Yukarıda açıklanan ilkeler ışığında somut olaya bakılacak olursa; 19.09.2012 tarihinde konutun teslim edildiği, davalı idare tarafından geçici kabulün 25.8.2008 tarihinde yapıldığı dosya kapsamından anlaşılmaktadır.
Dava konusu Aksantaş Konutları"nda mahkemece keşif yapılmış ve konusunda uzman bilirkişiler tarafından 25.12.2014 tarihli rapor tanzim edilmiştir. Bilirkişiler, davacının gizli ayıplardan haberdar olabileceği tarihi konutun tesliminden itibaren bir kış mevsimi geçtikten sonra sekiz ay daha bir zaman geçmesi olarak belirtmişlerdir. Davacıların konutu teslim ile dava tarihine göre iki kışın geçtiği görülmektedir. Kaldı ki, konutların bulunduğu Adana ilinde kış mevsiminin diğer il ve yörelere göre daha ılıman geçtiği de bilinmektedir. Dolayısıyla mahkemenin, bilirkişilerin tespitine yönelik olarak, "işin mahiyeti gereği bilimsel bir kesinlik içermemektedir" gerekçesinde hukuka uyarlılık bulunmamaktadır. Diğer bir söyleyişle, daire ve ortak alanlardaki gizli ayıpların süresinde ihbar yapılmadığının kabulü ile reddine karar verilmesi gerekirken aksine düşüncelerle kabulüne karar verilmesi usul ve yasaya aykırı olup bozma nedenidir.
3-Davacının dairesi ile ortak alanlardaki eksik imalatlar yönünden ise emsal mahkeme gerekçelerinde de açıkça belirtildiği üzere davalı idare tarafından eksik imalatların tamamlanması hususunda yüklenici firmalara süre verildiği ve buna istinaden de eksikliklerin bulunduğunun belirlendiği ve çalışmaların devam ettiğinin komisyonca beyan edildiğinden bahsedilmiş ancak eksik imalatların dava ve keşif tarihi itibariyle ne kadarının tamamlandığı ne kadarının tamamlanmadığı belirlenmediği halde bilirkişi raporu doğrultusunda tamamı yönünde hüküm kurulduğu anlaşılmaktadır. Hal böyle olunca, az yukarıda belirtildiği şekilde idarece kurulan komisyon ile yüklenici müteahhit firmalara eksik imalatların ne kadarının tamamlatılıp tamamlattırılmadığının tespiti ile sonucuna göre karar verilmesi gerekirken yazılı olduğu şekilde karar verilmesi usul ve yasaya aykırı olup bozma nedenidir.
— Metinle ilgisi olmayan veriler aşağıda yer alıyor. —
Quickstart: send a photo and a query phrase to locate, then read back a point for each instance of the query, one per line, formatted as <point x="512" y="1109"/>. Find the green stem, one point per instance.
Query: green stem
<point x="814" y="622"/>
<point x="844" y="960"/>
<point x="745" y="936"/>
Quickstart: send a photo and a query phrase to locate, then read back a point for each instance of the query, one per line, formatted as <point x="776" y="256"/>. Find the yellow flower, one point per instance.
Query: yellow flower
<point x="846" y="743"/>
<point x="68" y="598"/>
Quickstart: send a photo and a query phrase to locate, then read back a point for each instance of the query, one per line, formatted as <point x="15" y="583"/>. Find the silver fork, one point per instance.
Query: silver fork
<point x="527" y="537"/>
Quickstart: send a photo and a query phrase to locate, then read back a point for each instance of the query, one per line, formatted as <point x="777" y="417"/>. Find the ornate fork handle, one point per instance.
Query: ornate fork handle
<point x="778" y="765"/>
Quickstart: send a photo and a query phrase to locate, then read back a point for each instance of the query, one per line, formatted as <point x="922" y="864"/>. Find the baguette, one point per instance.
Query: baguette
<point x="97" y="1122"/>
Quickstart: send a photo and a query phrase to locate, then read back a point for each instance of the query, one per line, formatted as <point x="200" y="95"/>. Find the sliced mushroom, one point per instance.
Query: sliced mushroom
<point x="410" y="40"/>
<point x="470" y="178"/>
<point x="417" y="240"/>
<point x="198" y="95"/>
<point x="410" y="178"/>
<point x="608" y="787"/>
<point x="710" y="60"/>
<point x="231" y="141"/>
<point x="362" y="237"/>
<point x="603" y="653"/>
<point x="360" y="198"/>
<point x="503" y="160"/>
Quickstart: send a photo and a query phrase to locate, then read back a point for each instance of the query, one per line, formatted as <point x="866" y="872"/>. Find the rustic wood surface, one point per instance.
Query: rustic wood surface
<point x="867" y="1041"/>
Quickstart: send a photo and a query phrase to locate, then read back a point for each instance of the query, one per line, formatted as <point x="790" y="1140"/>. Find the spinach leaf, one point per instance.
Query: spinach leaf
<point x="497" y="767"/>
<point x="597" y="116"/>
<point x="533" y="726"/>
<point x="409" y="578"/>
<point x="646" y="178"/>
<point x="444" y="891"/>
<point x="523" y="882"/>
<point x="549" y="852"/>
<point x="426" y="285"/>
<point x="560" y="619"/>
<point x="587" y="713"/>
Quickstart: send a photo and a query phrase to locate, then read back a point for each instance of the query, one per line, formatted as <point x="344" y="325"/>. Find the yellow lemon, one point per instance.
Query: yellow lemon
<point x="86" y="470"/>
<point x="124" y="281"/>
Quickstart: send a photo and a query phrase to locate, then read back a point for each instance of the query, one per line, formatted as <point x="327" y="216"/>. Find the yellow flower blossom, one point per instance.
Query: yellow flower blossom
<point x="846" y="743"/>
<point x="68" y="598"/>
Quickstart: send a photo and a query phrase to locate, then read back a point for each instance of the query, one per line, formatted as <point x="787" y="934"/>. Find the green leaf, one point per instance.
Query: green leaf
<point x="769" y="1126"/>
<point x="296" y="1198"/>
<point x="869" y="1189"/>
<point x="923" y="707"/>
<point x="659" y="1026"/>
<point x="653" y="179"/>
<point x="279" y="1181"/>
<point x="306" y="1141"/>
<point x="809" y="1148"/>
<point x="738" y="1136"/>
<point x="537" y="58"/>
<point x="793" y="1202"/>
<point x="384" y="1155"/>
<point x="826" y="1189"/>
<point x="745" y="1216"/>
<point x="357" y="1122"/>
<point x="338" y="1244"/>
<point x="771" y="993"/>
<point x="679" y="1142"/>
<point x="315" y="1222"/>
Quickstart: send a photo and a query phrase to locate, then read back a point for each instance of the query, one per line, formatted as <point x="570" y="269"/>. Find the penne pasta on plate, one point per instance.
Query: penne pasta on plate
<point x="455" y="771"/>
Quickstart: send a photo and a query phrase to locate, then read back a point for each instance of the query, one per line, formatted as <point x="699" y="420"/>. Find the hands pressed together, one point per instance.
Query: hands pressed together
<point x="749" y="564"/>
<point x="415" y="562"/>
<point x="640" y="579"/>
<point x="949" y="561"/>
SONUÇ:Yukarıdaki 1.bentte açıklanan nedenlerle davalının sair temyiz itirazlarının reddine, 2. Ve 3.bentte açıklanan nedenlerle hükmün davalı yararına BOZULMASINA, peşin alınan 146,86 TL harcın istek halinde iadesine, 03/02/2016 gününde oybirliğiyle karar verildi.